Il risotto alla milanese non deve
essere scotto, ohibò, no! solo un po’ più che al dente sul piatto: il chicco
intriso ed enfiato de’ suddetti succhi, ma chicco individuo, non appiccicato ai
compagni, non ammollato in una melma, in una bagna che riuscirebbe schifenza.

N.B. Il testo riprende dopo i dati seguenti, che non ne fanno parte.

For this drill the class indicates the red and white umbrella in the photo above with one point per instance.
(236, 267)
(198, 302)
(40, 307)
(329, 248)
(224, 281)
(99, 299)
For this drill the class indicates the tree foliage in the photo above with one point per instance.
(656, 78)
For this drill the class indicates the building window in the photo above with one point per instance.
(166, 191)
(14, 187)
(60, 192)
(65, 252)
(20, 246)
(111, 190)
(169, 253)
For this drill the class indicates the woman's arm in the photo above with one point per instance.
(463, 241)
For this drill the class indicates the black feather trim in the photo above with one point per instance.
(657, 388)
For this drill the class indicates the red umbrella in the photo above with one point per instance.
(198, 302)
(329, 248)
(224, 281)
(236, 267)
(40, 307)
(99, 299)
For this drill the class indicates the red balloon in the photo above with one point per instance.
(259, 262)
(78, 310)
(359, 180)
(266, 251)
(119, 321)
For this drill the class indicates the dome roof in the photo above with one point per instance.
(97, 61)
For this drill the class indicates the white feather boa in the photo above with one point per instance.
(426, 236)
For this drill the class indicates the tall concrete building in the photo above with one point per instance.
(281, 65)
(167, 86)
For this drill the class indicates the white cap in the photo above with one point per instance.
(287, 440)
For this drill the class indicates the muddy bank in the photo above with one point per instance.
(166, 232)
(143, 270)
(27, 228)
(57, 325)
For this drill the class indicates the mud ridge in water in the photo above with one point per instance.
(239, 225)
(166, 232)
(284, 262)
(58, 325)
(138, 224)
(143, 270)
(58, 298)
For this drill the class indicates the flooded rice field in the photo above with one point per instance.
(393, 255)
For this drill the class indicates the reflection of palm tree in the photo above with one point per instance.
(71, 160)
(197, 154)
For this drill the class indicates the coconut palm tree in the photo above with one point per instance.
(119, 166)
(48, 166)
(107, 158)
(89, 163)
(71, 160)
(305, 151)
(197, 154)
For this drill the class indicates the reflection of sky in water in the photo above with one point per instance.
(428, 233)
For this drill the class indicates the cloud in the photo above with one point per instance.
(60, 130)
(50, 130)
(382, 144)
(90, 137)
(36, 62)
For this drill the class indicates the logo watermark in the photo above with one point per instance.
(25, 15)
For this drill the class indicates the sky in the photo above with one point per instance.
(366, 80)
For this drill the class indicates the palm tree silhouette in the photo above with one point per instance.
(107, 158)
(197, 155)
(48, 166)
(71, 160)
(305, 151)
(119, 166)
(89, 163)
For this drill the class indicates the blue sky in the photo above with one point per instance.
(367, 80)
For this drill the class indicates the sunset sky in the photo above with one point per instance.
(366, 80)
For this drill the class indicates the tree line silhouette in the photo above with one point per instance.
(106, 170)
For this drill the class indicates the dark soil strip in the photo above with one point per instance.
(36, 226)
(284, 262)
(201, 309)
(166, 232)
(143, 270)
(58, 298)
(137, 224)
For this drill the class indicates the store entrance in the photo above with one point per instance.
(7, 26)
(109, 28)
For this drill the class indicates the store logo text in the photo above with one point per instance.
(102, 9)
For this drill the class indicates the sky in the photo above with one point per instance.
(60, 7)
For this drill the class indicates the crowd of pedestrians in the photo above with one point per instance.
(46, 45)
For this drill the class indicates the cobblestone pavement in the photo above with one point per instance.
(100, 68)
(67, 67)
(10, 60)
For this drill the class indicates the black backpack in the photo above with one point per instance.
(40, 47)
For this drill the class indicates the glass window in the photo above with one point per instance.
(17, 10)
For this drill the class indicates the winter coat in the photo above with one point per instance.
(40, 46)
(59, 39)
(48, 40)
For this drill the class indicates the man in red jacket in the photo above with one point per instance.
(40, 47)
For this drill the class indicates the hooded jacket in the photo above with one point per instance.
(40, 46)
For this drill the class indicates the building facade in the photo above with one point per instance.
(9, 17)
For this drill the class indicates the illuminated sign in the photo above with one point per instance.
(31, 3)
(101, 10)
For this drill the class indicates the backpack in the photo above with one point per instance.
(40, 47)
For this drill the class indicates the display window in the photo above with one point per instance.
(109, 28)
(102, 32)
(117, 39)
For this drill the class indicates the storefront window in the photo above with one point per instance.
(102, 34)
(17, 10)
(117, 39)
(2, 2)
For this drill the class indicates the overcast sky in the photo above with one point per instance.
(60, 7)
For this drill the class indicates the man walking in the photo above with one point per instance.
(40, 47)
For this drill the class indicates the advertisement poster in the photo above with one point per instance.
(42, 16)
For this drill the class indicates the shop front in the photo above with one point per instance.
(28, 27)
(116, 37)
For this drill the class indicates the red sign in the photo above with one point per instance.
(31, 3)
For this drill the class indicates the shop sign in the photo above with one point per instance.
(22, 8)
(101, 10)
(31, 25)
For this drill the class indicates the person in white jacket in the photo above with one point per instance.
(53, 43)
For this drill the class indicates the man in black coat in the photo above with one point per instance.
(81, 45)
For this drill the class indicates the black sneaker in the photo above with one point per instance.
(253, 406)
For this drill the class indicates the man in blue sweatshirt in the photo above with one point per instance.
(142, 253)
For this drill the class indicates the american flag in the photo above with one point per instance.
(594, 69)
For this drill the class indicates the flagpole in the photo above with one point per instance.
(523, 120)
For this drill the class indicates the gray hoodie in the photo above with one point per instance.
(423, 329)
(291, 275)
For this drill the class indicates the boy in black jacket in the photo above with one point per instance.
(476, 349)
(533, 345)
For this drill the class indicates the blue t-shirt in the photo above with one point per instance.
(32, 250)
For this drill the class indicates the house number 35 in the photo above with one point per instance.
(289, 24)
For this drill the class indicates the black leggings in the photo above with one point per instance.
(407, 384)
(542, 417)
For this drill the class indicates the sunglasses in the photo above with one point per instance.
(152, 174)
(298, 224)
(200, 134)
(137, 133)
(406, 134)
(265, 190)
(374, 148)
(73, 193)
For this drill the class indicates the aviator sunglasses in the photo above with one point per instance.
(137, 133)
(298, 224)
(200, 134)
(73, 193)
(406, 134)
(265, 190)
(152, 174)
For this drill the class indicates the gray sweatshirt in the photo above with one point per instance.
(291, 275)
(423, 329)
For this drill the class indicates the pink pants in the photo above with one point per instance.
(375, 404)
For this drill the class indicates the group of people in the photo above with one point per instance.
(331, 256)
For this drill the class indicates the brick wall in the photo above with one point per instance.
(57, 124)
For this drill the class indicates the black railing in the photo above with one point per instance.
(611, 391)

Del parmigiano grattugiato è appena ammesso, dai buoni risottai; è una
banalizzazione della sobrietà e dell’eleganza milanesi. Alle prime acquate di
settembre, funghi freschi nella casseruola; o, dopo S. Martino, scaglie
asciutte di tartufo dallo speciale arnese affetto-trifole potranno decedere sul
piatto, cioè sul risotto servito, a opera di premuroso tavolante, debitamente
remunerato a cose fatte, a festa consunta. Né la soluzione funghi, né la
soluzione tartufo, arrivano a pervertire il profondo, il vitale, nobile
significato del risotto alla milanese.
C’è un aspetto che colpisce: Gadda si
rivela non solo accurato ed esperto in
ingredienti e tecnica, ma segue chi si accinge a cucinare passo passo senza
saltare una tappa nel procedimento. Chi non ha troppa dimestichezza con i
fornelli trova la generosa concessione del tempo da parte di
chi scrive e non il linguaggio rapido che contraddistingue i nostri tempi.
Forse per avere ricette perfette, per mangiare bene si dovrebbero usare questi
ingredienti: prosa abbondante ed accurata e scienza.